Osmanlı Devleti’nde Kapitülasyonların Sürekli Hale Getirilmesi
Bu yazımızda Kapitülasyon nedir? Osmanlı Devleti hangi ülkelere, hangi tarihlerde, hangi koşullarda ve niçin kapitülasyon vermiştir? Osmanlı Devleti’nin kapitülasyonları tek taraflı vermesinin nedenleri neler olabilir? Kapitülasyonlar neden ve nasıl sürekli hale getirilmiştir? Kapitülasyonlar, Osmanlı Devleti’ni hangi alanlarda ve nasıl etkilemiştir? sorularını yanıtladık. Ayrıca Kapitülasyonların sürekli hale getirilmesi konusunu inceledik.
Bu Yazının İçindeki Başlıklar:
Kapitülasyon Nedir?
Kelime anlamı olarak kapitülasyon, bir devletin bir sözleşme imzalayarak veya bir anlaşmaya ulaşarak başka devletlere ekonomik ve sosyal imtiyazlar tanımasıdır. Tarihte ilk kapitülasyon örneğine Bizanslılarda rastlanırken; Anadolu Selçuklu Devleti, Memlükler ve diğer bazı Arap devletleri de kapitülasyonlar vermeye başlamışlardır.

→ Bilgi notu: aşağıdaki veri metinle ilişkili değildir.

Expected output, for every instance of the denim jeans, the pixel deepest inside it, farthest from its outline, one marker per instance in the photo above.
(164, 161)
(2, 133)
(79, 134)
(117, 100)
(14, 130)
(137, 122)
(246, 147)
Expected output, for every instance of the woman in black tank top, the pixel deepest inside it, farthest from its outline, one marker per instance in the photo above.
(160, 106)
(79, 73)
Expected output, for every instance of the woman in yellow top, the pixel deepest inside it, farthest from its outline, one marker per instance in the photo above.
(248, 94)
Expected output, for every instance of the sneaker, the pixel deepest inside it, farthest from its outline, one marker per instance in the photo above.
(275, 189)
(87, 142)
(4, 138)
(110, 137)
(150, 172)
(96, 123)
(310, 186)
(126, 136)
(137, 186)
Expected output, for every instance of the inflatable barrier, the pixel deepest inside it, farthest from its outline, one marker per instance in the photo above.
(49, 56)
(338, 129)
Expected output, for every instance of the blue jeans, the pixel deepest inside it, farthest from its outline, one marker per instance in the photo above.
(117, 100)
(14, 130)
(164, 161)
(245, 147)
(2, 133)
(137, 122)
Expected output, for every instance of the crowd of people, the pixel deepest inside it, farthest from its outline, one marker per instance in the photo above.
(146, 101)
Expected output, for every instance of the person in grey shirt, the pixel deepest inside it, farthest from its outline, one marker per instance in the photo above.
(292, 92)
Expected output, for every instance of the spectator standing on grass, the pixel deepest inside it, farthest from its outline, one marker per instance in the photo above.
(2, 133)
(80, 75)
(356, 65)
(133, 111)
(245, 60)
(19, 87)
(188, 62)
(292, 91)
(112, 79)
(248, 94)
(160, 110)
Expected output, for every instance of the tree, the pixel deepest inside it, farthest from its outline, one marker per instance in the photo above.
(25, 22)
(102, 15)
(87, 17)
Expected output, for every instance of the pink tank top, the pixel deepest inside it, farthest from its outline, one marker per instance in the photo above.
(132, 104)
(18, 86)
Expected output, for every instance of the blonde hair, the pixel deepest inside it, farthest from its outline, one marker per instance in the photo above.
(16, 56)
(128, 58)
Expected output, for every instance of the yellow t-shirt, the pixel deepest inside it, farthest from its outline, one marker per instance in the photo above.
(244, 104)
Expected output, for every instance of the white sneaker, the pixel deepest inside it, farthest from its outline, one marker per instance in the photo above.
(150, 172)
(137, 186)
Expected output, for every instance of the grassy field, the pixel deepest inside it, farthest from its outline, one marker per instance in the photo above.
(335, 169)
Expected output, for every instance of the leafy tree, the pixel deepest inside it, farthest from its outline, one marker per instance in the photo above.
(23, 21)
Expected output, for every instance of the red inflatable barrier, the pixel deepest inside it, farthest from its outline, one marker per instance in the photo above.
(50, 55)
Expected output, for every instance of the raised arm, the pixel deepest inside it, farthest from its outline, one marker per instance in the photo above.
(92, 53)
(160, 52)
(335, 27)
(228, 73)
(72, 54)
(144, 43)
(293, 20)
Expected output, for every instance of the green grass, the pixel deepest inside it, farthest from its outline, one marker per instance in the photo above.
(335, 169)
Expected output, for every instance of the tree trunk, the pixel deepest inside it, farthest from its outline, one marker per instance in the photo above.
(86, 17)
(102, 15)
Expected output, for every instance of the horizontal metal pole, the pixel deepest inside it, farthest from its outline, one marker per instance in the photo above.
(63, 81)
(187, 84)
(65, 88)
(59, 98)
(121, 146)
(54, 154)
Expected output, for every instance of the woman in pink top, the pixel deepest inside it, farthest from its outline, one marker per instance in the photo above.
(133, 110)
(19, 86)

Bizim dilimizde bu ifade genellikle Müslüman devletlerde Hristiyanların haklarını belirleyen anlaşmalar için bu ifade kullanılmaktadır. Kapitülasyonlar, Osmanlı Devleti’nde ‘imtiyazat-ı ecnebiyye’, yani dış devletten kişilere tanınan ayrıcalıklar, olarak adlandırılmaya başlanmıştır. Aynı zamanda kapitülasyonlar için “İmtiyaz-ı Mahsusa” ismi de kullanılmıştır. Kapitülasyon adlandırması Fransızlardan gelmektedir. Fransızcanın yanı sıra İngilizce ve İtalyanca dillerinde de “bir süre için veya kalıcı olarak kazanılmış hak, ayrıcalık” anlamına gelmekte olan bir kelimedir. Osmanlı Türkçesindeki karşılığı Farsçadan dilimize geçmiş olan “imtiyaz” kelimesidir. Osmanlı Devleti’nde verilen ilk kapitülasyon I. Murat zamanındadır. 500 düka vergi karşılığında günümüz Dubrovnik’inde kurulmuş olan Raguse Cumhuriyeti’ne, gemilerini Ege, Marmara ve Akdeniz içinde ticaret amaçlı serbest dolaştırabilme hakkı tanınmıştır.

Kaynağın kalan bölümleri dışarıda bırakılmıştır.